"Cerrar los ojos", el último filme de Víctor Erice.

El 38° Festival Internacional de Cine de Mar del Plata dejó atrás su primer fin de semana con una programación que da cuenta de un eclecticismo que el público está dispuesto a apoyar, tendiendo en cuenta que casi todas las funciones estuvieron llenas, con producciones del cine maistream hasta la cita inevitable para el público cinéfílo de Cerrar los ojos, del maestro Víctor Erice.

Dentro de la sección Autoras y Autores, se proyectó la esperadísima película del veterano director Víctor Erice, que desde hace 30 años no presenta un nuevo trabajo.

El destacado autor estrenó Cerrar los ojos en la última edición de Cannes, una proyección a la cual no asistió porque según dijo a través de una carta abierta «lo natural hubiera sido el diálogo y la consulta», refiriéndose a la inclusión del filme en Cannes Premiere, cuando el director quería que «se me diera la oportunidad de valorar y elegir entre las otras alternativas».

Más allá de la polémica con el festival francés, que sin duda le da a cualquier película una visibilidad única -aunque es cierto que las secciones también juegan un papel destacado dentro de esa notoriedad-, la posibilidad de ver el último opus de Erice en Mar del Plata adquirió un carácter de acontecimiento.

El realizador, con una larga carrera pero escasos títulos como El sol del membrillo (1992) El sur (1983) y El espíritu de la colmena (1973), ofrece un monumental filme de despedida, en donde se aplica aquello del «cine más grande que la vida».

Si de cine se trata y de las pasiones que desata, cerrar los ojos para recordar como una cinta infinita los cientos de películas que conforman la vida cinéfila de cualquier adulto, Erice lleva esa posibilidad a la pantalla, en donde la ambición del autor parece querer abarcarlo todo.

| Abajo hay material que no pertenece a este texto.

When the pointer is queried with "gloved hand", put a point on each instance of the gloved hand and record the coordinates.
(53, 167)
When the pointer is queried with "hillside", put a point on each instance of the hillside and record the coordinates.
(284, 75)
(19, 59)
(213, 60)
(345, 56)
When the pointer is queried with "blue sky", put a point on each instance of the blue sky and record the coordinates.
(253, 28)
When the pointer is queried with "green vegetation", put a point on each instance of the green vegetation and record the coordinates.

La historia escrita por el director junto al guionista Michel Gaztambide, está impulsada por Miguel Garay (Manolo Solo), un director de cine que es convocado por un programa televisivo llamado «Casos sin resolver», que está interesado en el destino de Julio Arenas, un célebre actor que desapareció y de quien no se tuvieron más noticias en medio del rodaje de una película de Garay -que nunca terminó- hace más de 20 años.

De lo que se trata es de la memoria, entonces en la búsqueda de ese actor y amigo perdido, Garay indagará en los recuerdos de la hija de Julio (Ana Torrent), el proyectorista Max (Mario Pardo), y Lola, una antigua amante (a cargo de la argentina Soledad Villamil).

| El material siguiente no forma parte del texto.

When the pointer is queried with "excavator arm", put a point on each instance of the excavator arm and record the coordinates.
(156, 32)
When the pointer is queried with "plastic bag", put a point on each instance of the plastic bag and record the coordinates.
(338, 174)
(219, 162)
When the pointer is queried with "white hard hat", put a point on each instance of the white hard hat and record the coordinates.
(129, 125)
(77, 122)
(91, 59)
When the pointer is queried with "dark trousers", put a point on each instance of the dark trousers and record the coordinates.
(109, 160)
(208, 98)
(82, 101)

En las causas posibles de la desaparición de Julio y en su investigación Garay se imagina qué pudo haber pasado, entonces se ve al ausente mirando al mar y decidiendo un destino, cualquiera que le haya pasado por la cabeza, entonces deja sus zapatos, alentando alguna interpretación de suicidio.

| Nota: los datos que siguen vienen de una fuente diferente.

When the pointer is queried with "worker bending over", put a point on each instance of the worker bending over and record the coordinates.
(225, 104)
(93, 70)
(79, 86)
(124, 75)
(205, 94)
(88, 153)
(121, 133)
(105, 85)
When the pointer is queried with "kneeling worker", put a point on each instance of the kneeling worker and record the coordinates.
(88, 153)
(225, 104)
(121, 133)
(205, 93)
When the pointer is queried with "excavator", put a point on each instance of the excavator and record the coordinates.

Inabarcable, con memorias a futuro que decantarán en los espectadores con el tiempo, Erice parece decir que todo puede ser contado, también los destinos imaginados por otros sobre su propia obra y en definitiva, sobre su vida, están ahí, cargados en su última película, como Garay, que funciona como su alter ego, alejado del cine, que de alguna manera cumple con una fantasía también hipotética, en la senda de «qué hubiera sido..:».

La multiplicidad de sentidos en esa búsqueda del actor que ya no quiso o no pudo, se van apilando referencias de la cinefilia, solo para mencionar un ejemplo, la hermosa versión que solo con una guitarra y a capela hace Garay de «Mi rifle, mi caballo y yo», el tema incluido en la mítica «Rio Bravo» de Howard Hawks -solo para recordar que el western es el único género auténtico del cine-, un momento tan bello como nostálgico.

Ese pulso también se aprecia cuando el director, a solas con Lola y reconstruyendo la relación que ambos tuvieron con Julio, le pide que cante «La canción y el poema», de la uruguaya Idea Vilariño, que comienza con la estrofa «Hoy que el tiempo ya pasó, hoy que ya pasó la vida…», versos cargados de sentido hacia el futuro, cuando ya no sea posible esperar la próxima película de Erice.